If you by chance find yourself in a situation where you want to add a new word to the dictionary, you don’t have to think very hard about where to place it. The dictionary serves as a useful tool that reminds us of the principles behind taxonomies. The words in a dictionary are sorted by alphabetical order. That’s why it’s so easy to find the word you’re looking for, or discover a new one next to the one you already know.
Here’s a little something to make you go hmm regarding the alphabet. Why are the letters of the alphabet arranged the way they are? The answer for $1,000,000 is….no reason at all. The alphabet is an arbitrary taxonomy, without a lot of wisdom built in.
The best way to understand how taxonomies work is to think of those based on content or usage.
Almost everything we encounter is sorted into some kind of taxonomy. Take music, for example: we understand intuitively that jazz is closer to blues, not pop, even though both may have overlapping elements.

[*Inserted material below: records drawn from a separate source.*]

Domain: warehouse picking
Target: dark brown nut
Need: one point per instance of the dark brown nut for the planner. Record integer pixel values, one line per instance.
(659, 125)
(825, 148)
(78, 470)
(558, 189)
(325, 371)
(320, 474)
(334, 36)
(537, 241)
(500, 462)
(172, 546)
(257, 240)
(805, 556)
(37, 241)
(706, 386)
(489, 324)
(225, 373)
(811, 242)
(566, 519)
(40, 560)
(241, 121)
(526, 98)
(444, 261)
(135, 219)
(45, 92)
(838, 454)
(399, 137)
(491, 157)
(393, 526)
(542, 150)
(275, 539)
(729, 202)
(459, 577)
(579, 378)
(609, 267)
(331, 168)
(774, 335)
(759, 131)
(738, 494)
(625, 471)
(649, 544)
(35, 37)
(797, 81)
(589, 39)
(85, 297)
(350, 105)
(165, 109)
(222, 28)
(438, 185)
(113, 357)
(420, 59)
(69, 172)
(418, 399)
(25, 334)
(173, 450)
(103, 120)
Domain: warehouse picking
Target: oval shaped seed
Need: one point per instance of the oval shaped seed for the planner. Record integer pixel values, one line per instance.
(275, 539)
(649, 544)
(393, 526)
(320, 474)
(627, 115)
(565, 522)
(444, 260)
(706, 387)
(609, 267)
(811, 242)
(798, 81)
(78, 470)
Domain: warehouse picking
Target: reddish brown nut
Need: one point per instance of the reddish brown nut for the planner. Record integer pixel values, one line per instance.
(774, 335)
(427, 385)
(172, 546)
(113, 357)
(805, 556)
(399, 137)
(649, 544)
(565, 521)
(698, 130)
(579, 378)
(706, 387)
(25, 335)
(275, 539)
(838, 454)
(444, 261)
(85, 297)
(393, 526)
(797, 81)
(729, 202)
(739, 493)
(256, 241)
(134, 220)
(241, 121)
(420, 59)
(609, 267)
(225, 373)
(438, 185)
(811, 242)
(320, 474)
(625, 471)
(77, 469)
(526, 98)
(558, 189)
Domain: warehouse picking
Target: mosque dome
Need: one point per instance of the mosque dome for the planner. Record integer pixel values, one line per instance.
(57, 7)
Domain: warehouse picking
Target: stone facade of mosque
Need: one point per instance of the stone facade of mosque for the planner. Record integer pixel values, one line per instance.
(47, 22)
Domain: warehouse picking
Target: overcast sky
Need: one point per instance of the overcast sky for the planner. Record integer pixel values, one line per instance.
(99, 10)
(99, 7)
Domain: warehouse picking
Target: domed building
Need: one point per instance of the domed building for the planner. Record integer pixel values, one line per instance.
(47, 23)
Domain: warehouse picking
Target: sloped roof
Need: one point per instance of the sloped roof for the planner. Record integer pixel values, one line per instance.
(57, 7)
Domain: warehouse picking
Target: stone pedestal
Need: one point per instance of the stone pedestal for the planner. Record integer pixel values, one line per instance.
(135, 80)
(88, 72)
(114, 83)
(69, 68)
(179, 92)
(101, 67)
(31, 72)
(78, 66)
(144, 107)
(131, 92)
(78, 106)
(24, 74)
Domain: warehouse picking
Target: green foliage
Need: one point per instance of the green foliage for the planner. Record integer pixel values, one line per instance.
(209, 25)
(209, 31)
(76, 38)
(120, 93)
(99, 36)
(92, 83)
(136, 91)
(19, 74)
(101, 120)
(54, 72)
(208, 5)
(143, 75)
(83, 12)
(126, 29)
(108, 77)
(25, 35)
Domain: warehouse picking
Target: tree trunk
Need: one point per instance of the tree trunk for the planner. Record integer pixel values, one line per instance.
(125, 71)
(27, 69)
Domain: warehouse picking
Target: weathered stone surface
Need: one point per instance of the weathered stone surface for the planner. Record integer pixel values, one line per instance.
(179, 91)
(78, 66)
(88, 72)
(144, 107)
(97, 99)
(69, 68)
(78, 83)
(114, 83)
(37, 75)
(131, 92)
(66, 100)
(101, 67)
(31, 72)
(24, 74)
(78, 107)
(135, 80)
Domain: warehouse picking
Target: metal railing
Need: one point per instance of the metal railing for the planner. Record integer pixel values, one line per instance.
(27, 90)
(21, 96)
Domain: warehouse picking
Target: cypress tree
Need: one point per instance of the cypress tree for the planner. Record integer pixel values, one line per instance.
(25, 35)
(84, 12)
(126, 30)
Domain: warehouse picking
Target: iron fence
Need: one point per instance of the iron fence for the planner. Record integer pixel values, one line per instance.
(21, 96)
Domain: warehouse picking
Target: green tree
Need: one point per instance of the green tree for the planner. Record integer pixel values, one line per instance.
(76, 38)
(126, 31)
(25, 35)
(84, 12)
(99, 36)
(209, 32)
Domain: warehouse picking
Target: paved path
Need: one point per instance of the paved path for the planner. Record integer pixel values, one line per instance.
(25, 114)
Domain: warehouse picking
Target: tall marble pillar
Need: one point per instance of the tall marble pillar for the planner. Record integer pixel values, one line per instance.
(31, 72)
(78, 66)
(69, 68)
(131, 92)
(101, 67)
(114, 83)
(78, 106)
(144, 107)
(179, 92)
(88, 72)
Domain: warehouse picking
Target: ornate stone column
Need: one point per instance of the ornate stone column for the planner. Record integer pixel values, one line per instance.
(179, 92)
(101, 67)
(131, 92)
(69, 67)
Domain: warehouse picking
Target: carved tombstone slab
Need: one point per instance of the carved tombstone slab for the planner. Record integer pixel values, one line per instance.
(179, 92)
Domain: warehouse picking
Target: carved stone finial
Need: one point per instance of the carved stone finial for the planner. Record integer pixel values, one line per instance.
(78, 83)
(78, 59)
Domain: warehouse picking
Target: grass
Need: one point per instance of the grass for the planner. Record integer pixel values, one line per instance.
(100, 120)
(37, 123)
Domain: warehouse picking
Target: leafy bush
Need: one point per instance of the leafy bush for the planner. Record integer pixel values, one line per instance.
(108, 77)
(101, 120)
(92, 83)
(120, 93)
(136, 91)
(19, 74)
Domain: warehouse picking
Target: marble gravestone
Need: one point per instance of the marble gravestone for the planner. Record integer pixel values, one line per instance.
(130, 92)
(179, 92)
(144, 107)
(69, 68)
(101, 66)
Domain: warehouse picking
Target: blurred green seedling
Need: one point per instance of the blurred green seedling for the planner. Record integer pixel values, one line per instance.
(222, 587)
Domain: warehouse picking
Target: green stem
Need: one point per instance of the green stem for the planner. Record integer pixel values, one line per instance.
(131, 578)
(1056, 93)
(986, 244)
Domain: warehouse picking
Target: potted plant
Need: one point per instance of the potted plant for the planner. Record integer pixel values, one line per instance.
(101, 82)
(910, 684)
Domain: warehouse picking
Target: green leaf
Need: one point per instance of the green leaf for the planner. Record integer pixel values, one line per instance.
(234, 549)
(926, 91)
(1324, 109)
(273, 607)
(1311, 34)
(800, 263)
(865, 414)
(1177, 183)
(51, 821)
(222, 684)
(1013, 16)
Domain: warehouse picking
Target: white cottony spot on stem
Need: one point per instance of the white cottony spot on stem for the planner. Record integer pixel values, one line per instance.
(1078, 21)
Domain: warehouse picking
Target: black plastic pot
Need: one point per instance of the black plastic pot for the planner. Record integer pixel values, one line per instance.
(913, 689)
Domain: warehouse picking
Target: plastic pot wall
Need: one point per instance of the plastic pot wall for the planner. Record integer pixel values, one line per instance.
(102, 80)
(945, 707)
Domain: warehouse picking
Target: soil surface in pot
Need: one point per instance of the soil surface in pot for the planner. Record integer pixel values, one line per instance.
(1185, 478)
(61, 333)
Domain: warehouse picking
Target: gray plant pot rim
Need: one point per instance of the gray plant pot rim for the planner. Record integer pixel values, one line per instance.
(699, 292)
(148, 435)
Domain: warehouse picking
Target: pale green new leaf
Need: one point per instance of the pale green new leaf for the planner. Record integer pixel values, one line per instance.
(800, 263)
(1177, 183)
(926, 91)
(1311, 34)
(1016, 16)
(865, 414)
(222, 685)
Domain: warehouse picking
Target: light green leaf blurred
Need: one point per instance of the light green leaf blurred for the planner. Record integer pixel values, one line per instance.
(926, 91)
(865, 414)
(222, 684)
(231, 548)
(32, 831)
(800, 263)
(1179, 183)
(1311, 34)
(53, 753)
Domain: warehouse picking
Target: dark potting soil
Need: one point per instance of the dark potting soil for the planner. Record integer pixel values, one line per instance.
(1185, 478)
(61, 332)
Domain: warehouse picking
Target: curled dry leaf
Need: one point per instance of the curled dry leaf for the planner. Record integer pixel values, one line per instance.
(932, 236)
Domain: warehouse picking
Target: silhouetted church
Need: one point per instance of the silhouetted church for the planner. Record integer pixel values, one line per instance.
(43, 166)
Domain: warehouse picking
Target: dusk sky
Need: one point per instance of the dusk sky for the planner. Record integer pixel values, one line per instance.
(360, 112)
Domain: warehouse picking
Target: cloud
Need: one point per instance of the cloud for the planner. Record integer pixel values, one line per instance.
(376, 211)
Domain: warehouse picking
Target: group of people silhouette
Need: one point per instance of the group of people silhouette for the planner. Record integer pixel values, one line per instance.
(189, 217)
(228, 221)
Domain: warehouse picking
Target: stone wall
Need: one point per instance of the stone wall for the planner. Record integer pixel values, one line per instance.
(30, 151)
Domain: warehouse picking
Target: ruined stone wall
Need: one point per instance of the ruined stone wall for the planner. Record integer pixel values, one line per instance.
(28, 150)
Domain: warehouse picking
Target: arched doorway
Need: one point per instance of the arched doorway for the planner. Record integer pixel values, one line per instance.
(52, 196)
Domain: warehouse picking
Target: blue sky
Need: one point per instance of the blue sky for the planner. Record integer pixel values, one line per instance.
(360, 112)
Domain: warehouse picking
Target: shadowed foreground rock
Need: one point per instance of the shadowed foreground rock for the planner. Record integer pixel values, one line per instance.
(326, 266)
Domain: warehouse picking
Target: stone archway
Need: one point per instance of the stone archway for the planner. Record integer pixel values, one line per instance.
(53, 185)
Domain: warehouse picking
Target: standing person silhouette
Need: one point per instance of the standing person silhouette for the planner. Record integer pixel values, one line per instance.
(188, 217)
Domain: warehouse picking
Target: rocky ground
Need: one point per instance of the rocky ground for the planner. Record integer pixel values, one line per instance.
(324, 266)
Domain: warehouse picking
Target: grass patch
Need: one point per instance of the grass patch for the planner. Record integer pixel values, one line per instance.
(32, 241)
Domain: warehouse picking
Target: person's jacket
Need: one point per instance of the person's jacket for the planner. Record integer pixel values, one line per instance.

The taxonomy of music helps you explore different genres and discover what resonates with you, because you understand what styles and sounds might be similar or complementary to your preferences.
Prince had more in common with Michael Jackson (both pop music stars) than he did with Bob Dylan (both hailing from Minneapolis). And, Twitter has more in common with Instagram (both social media platforms) than it does with Wells Fargo (both headquartered in San Francisco, CA).
The task at hand, if you want to explain a field, if you want to understand it, and especially if you want to change it, is to start with the taxonomy of how it’s explained and understood.
Once you unravel this taxonomy, you hold the key to reshaping it into something even more powerful and impactful.
Alas, people are lazy and we often fall into to the trap of convenience, haphazardly stringing together unrelated fragments or adhering to an arbitrary order of presentation. Take, for instance, the way we teach history. We separate the study of historical events from understanding what a student may have in common with that historical event. So students struggle to mentally categorize events. This disjointed approach persists merely due to historical inertia and a desire to maintain the status quo.
What if we reimagine the educational landscape. What if we defy convention and reconstruct the taxonomy of knowledge to mirror its inherent interconnectedness. What if we shift paradigms to empowering individuals to navigate the depths of knowledge with clarity and purpose.
Thinking this way it’s easy to see how educators can use taxonomies to help students understand how the world works.
Entrepreneurs, and freelancers also need taxonomies so they can find the gaps, and figure out how to fill them.